A new report released by F5 Labs says exploitable Internet of Things devices are becoming the “cyber weapon delivery system of choice” by evil botnet creators. Currently, there are more than 8 billion connected devices around the world and that number is only getting bigger. Due to lax security practices, most of these devices are susceptible to being used by sinister forces to attack websites and other online systems.
One of the newest thingbot infections, Persirai, takes advantage of connected cameras. There are an estimated 600,000 compromised cameras at this time, possibly waiting for orders to undertake a DDoS attack.

Microsoft and Amazon’s Artificial Intelligences to Join Forces

Microsoft and Amazon announced that their Artificial Intelligence spies, I mean personal assistants, will be able to collaborate by the end of the year. Facebook’s AI experiments have already shown us that left to their own devices, AI can develop their own language. Why are we helping them? According to their joint press release, you will be able to open Alexa with Cortana and you will be able to open Cortana with Alexa. I suppose that is OK as long as the AI doesn't learn that they don’t need us. Can you say “Skynet”?

FCC  Website Features “Apology” for Ajit Pai

Due to some security lapses, apparently, anyone can publish anything they want on the FCC’s website. Someone took advantage of this and published an “apology” for Ajit Pai (see the image below). We’re not sure who was responsible for the post but it does seem like anything can be uploaded to the site. Possibly even malware. No wonder these guys had such a problem with the comments about Net Neutrality a while back. Well, at least they are sorry.
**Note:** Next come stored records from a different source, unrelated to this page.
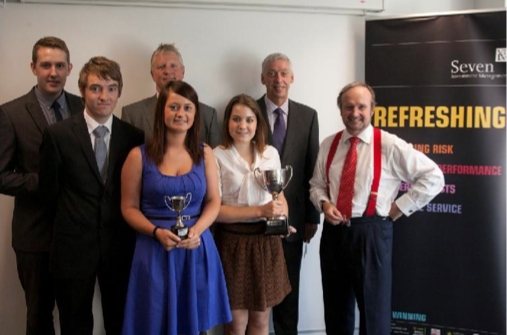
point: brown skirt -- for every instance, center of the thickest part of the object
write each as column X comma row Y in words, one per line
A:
column 254, row 266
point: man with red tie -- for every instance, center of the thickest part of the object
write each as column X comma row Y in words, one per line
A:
column 355, row 183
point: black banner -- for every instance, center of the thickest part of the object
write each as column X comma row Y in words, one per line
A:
column 440, row 83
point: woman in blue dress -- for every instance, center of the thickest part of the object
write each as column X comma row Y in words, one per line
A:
column 176, row 285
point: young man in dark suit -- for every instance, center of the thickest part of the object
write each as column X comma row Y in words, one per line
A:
column 22, row 122
column 296, row 136
column 166, row 65
column 80, row 166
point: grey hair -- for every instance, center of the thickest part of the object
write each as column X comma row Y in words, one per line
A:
column 165, row 48
column 275, row 56
column 356, row 84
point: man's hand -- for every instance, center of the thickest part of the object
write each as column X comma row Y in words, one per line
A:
column 309, row 233
column 395, row 212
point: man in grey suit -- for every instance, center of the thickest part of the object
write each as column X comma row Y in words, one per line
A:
column 22, row 122
column 167, row 65
column 298, row 143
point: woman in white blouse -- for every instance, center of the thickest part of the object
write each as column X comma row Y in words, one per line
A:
column 254, row 265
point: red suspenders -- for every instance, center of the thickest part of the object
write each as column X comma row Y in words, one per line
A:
column 377, row 167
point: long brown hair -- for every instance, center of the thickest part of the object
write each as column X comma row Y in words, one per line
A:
column 259, row 138
column 155, row 148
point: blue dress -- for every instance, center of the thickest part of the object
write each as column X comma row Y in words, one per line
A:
column 179, row 291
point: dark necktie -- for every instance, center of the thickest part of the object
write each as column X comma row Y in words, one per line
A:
column 57, row 110
column 346, row 191
column 101, row 150
column 279, row 130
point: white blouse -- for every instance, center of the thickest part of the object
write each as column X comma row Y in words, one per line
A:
column 238, row 184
22 Million Comments On FCC’s Net Neutrality Repeal

The Net Neutrality comment period is officially over. Although there have been 22 million comments posted on the FCC’s website regarding their disingenuously named Restoring Internet Freedom plan, many of the comments both for and against neutrality are highly questionable. Many comments have already been declared fake, the result of bots or posted from obviously fake names and even names from data breaches. While it may be impossible to sort the real comments from the fake ones it probably doesn’t matter, as it appears Commissioner Pai had made up his mind about Net Neutrality years ago while he was working as a Verizon corporate attorney.